Generally speaking, iClone's avatar proportions are determined by the user.
I haven't had any experience playing around with non-human avatars, but I have spent a fair bit of time playing around with customising human avatars entirely within the program.
I do find the standard supplied avatars aren't overly well proportioned, but as the user you can change the individual body part proportions to make them more realistic. I spent a bit of time customising a 'celebrity' avatar that I am extremely pleased with. As Peter said you can import a face from a photo and if you spend the time fitting the face properly it's amazing how lifelike it looks. There are limitations of course, but most body proportions are scalable.

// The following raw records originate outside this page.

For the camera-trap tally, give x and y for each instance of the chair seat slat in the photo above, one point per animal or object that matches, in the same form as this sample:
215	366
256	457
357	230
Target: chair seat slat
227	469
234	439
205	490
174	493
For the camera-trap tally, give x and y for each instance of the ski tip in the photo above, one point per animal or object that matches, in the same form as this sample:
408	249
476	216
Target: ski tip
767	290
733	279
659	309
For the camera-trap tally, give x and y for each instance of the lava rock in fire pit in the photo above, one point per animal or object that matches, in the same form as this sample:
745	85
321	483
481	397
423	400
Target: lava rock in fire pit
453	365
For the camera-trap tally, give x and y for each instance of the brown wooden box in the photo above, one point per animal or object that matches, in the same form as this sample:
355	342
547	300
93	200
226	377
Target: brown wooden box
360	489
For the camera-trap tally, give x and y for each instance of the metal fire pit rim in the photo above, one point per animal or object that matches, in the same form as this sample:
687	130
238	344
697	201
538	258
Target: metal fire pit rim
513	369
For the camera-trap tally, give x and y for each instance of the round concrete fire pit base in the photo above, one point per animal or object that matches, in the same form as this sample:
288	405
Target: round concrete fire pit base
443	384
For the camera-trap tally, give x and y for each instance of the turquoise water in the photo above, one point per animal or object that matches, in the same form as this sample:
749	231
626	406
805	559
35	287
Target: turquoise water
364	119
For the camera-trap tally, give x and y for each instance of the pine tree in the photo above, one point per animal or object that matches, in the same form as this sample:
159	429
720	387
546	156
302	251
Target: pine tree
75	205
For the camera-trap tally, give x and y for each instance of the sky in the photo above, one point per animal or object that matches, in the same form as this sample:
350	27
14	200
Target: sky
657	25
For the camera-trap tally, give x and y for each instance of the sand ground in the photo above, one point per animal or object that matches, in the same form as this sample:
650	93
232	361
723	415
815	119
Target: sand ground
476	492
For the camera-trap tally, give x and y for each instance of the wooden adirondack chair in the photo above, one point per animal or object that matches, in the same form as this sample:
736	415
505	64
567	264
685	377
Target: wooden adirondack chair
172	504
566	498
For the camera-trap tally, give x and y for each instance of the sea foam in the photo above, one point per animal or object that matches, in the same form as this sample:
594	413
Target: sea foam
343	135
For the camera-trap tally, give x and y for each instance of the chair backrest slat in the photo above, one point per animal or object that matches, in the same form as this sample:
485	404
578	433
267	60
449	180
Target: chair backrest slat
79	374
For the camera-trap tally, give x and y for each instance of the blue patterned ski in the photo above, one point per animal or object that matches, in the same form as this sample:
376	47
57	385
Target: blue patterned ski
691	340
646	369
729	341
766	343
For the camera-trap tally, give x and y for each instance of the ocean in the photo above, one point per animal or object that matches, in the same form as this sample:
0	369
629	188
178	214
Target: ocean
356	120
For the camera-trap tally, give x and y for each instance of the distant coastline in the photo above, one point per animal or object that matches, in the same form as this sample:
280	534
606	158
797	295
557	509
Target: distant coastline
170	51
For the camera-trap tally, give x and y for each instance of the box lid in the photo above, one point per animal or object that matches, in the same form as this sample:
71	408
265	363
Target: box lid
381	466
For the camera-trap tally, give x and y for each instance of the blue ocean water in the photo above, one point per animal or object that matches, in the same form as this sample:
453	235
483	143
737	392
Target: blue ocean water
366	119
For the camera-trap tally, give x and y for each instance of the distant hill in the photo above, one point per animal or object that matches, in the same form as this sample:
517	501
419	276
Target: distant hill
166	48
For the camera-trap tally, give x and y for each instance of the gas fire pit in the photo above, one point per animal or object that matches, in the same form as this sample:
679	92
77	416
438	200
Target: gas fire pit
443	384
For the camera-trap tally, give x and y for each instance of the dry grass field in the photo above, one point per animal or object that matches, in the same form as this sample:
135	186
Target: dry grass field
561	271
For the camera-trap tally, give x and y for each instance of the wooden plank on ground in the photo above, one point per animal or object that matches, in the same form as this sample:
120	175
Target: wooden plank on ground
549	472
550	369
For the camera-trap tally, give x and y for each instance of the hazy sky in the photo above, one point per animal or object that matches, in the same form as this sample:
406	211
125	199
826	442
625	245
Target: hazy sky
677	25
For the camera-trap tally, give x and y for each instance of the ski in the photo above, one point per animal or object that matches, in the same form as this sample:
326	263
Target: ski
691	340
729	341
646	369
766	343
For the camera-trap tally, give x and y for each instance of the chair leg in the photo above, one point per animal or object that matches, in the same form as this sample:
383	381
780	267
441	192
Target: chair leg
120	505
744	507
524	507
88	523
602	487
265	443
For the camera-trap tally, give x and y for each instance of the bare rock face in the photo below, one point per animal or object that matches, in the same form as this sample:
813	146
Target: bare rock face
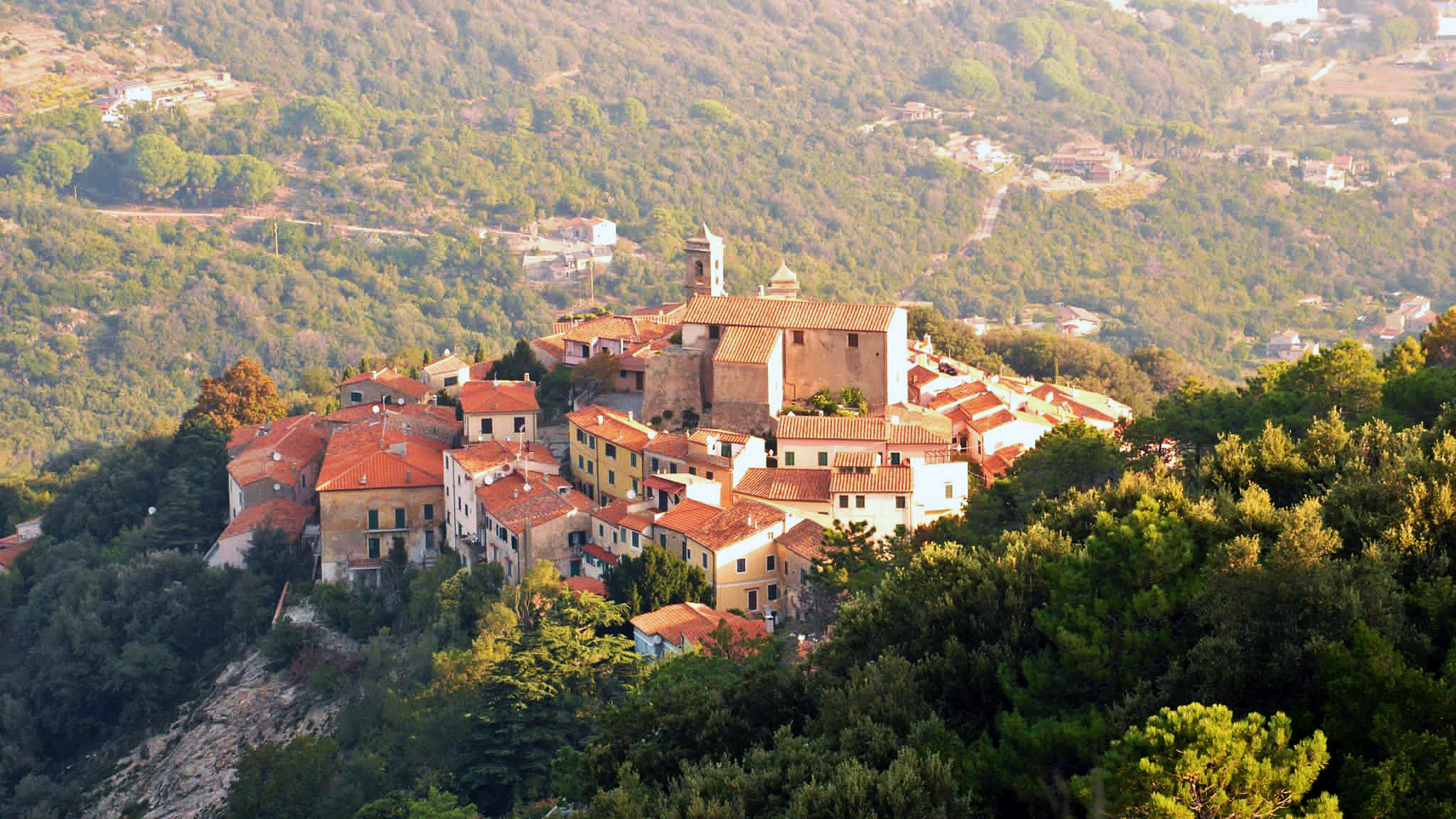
185	771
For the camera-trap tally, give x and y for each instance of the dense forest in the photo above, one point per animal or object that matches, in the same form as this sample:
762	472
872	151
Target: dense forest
1251	598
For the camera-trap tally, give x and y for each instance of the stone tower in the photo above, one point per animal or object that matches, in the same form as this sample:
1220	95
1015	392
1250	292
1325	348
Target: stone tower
704	274
785	284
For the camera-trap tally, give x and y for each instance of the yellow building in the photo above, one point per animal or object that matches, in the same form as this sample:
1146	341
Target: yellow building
608	453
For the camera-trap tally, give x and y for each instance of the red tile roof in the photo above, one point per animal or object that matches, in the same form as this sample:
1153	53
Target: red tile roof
804	539
612	427
619	328
281	453
688	517
899	481
784	313
277	514
519	510
736	524
583	584
694	622
391	379
748	345
785	485
670	446
364	412
375	456
499	396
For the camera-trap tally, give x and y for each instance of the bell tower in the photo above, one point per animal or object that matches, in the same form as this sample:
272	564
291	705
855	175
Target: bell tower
704	257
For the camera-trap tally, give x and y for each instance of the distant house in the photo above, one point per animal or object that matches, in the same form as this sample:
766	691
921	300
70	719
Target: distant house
1078	322
1289	347
446	375
388	386
14	546
679	628
1090	161
236	540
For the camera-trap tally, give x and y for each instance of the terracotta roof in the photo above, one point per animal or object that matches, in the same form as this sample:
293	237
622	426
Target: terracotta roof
849	460
748	345
621	514
785	485
519	510
669	446
12	549
899	481
804	539
688	515
736	524
731	310
694	622
848	428
600	553
391	379
619	328
583	584
499	396
612	427
364	412
702	434
443	366
551	345
283	453
277	514
373	456
481	457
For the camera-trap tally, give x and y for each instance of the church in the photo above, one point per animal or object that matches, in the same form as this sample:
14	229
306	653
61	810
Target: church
743	358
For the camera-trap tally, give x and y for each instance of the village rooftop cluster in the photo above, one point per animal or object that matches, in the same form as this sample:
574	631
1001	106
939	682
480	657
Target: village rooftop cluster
395	476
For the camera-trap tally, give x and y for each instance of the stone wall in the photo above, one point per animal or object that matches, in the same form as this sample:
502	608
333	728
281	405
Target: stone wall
675	383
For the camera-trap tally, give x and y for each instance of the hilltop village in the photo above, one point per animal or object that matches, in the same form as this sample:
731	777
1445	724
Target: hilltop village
739	430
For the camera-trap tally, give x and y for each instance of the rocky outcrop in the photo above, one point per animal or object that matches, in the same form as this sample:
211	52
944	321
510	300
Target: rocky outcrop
185	771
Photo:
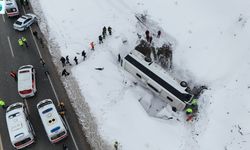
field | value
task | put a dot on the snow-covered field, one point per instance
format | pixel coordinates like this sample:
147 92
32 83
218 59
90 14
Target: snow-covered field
211 47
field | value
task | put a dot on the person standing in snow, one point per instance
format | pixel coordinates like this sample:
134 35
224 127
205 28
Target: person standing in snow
67 60
25 41
84 54
76 60
116 145
103 35
147 35
92 46
104 30
110 30
100 39
65 73
159 34
13 75
63 61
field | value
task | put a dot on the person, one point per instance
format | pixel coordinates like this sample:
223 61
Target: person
116 145
76 60
110 30
103 34
65 73
25 41
20 42
119 58
13 74
2 104
189 111
100 39
83 54
67 60
65 147
104 30
194 105
63 61
22 2
159 34
42 62
150 39
35 34
92 46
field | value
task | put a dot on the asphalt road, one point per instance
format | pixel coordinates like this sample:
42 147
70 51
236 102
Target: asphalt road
12 56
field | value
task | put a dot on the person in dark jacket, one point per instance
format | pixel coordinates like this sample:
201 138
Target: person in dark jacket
63 61
67 60
100 39
110 30
13 75
76 60
159 34
84 54
65 73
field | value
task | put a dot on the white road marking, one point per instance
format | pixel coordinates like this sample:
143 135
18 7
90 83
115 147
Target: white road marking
12 53
27 106
57 99
1 143
3 18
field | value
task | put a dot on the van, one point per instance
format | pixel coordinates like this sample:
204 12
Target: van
26 81
11 8
53 123
20 129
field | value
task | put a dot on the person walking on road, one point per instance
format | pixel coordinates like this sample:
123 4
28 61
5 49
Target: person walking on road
35 34
25 41
20 42
100 39
13 75
65 73
83 54
76 60
2 104
110 30
63 61
67 60
116 145
92 46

You can't really compare the likes of Poser with iClone. Poser is primarily a 3D modelling program, whereas iClone is a realtime animated movie production program. If you want to create highly detailed & customised characters then iClone won't compare to the likes of Poser or even Daz3D. However, if you are planning on making animated movie productions, iClone is the program with all the tools to do it. From my (albeit limited) experience with Poser, it isn't overly well equipped with tools for creating entire animated movie productions.

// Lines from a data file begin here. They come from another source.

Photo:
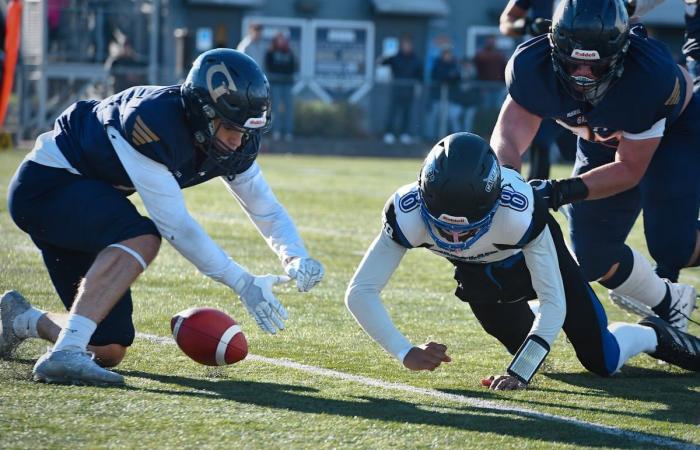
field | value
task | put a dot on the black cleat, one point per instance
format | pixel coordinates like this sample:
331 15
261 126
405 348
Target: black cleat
674 346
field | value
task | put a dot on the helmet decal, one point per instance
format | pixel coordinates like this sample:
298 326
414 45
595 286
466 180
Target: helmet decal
223 88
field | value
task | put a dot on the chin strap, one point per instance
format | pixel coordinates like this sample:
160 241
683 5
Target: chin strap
529 358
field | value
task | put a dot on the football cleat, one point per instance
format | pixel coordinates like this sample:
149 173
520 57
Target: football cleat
674 346
12 304
683 298
73 367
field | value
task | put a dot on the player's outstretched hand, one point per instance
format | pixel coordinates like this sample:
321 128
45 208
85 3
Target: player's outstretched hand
426 357
503 383
307 272
261 303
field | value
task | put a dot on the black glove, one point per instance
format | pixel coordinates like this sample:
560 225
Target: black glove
560 192
539 26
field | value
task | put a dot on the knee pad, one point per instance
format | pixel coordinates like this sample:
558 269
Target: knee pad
595 262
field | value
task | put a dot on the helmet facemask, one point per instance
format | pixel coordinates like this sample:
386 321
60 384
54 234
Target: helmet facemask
227 90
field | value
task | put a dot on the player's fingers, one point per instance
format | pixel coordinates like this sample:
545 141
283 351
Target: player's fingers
279 279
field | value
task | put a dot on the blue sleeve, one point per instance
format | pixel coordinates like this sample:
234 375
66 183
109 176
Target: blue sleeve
531 81
155 126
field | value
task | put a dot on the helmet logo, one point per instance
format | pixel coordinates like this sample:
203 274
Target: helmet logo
588 55
453 219
223 88
490 179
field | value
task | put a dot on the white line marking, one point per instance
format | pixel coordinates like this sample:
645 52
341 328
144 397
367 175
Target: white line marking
455 398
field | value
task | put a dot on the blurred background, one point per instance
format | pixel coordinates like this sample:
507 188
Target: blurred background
358 76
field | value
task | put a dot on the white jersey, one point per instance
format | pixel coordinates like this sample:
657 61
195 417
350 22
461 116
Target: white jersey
519 225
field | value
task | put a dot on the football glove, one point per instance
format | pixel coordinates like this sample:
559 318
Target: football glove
539 26
560 192
256 295
307 272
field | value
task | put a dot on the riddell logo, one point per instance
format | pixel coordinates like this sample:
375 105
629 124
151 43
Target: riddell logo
256 122
588 55
452 219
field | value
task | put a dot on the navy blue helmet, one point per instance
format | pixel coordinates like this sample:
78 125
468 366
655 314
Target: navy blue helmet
227 85
459 187
594 33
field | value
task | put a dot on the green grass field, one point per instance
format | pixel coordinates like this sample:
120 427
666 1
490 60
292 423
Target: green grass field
172 402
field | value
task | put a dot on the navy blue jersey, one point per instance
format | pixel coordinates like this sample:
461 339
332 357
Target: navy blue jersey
537 8
652 87
691 47
152 119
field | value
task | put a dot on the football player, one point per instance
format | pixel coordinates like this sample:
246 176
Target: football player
691 47
70 196
506 249
636 117
534 17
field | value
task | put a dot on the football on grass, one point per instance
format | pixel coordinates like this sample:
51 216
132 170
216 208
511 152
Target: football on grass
209 336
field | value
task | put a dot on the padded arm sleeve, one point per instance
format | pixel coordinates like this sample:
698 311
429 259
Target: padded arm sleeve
165 204
267 213
362 296
541 259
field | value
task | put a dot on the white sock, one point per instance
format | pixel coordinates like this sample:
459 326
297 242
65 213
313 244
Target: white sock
633 339
24 324
76 334
643 284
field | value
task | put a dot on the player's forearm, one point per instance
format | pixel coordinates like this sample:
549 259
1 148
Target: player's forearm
543 263
514 131
362 295
267 214
610 179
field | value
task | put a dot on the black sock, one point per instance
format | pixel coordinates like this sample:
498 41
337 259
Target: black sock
664 308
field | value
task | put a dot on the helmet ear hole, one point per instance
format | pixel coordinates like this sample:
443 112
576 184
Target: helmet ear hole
459 187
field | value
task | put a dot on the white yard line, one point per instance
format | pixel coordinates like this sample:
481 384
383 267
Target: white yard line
455 398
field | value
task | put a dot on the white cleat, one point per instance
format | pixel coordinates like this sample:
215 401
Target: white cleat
12 304
631 305
73 367
683 298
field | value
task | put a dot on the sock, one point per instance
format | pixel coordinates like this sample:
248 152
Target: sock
632 340
76 334
24 324
664 308
643 284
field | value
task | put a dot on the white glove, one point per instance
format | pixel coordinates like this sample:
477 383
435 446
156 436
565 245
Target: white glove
256 294
306 271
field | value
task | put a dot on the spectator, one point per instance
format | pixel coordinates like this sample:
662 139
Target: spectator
124 68
252 44
281 65
490 66
407 72
445 110
469 96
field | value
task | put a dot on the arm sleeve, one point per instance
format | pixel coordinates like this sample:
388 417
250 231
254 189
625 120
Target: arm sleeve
541 259
362 296
267 214
165 204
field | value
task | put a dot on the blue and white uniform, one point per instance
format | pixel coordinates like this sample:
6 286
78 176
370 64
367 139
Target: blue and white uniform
521 257
70 193
652 99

As for Maya.... well if you can afford to buy Maya, I don't know why you'd be looking at anything else. Peter is welcome to correct me here, but from what I understand, iClone doesn't pretend to compete with high end animation production packages such as Maya. We are talking about software that costs a couple of hundred $$ vs a package that costs many thousands of $$. Also from what I can gather, iClone is a lot easier to use & learn for those of us who aren't overly experienced in 3D animation.

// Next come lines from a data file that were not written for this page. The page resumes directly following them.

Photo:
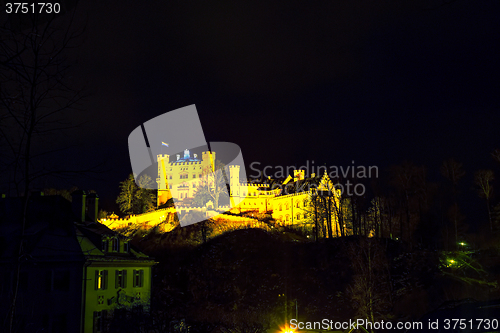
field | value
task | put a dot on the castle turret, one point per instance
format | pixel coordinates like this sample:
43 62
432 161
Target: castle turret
164 193
208 160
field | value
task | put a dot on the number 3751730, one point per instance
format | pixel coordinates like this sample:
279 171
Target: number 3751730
39 8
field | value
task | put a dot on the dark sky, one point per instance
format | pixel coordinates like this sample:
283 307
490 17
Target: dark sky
376 82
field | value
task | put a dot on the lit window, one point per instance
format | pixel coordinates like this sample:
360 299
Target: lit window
104 245
101 279
138 278
121 279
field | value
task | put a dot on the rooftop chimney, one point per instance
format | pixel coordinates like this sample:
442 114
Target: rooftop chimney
78 204
92 207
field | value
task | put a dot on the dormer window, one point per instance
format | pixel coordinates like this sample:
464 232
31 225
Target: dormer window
104 245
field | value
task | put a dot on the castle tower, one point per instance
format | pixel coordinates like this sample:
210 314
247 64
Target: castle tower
164 193
298 175
208 160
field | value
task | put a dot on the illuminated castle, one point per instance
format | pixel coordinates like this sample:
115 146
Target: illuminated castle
288 200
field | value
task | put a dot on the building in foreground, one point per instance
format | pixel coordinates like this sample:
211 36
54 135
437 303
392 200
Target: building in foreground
73 272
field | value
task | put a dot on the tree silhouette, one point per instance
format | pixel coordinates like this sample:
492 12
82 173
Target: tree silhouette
483 179
35 98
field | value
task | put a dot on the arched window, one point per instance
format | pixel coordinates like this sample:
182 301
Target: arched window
115 245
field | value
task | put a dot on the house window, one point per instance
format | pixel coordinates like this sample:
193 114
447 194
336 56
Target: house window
61 280
99 317
116 245
138 278
104 245
101 279
121 279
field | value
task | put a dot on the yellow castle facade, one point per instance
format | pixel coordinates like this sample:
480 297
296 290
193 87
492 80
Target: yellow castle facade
289 201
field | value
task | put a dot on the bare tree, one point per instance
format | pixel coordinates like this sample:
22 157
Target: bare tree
453 171
483 179
34 97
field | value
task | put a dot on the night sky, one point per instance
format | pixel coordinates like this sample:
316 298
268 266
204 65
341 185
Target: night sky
377 82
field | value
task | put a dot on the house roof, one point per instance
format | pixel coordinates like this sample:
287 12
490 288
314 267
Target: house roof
52 235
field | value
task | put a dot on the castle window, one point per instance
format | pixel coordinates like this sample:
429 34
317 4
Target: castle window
138 278
101 279
121 278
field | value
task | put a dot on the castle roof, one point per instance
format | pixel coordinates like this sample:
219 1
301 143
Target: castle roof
186 158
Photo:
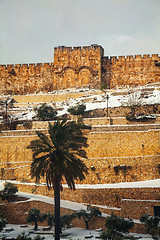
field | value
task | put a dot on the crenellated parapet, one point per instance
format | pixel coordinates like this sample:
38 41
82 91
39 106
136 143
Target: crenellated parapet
78 67
26 78
132 70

In regards to the realism of the avatars, I do find the standard supplied avatars aren't overly realistically proportioned, so I've customised some of my own (all within iClone). I based one particular avatar on a celebrity that I wanted to replicate. I was able import the face from a picture, adjust it to fit the facial points, adjust scale of legs, arms, upper body/bust size & shape, lower body and head proportions to match. Then with the facial editor I could fine tune the shape of the face and facial features such as chin, cheeks, eyes, nose. There are some limitations, especially if you are dealing with odd body shapes. But at the end of it all, I now have an instantly recognisable (for those familiar with the celebrity), correctly proportioned iClone replica of the person I have modelled it on.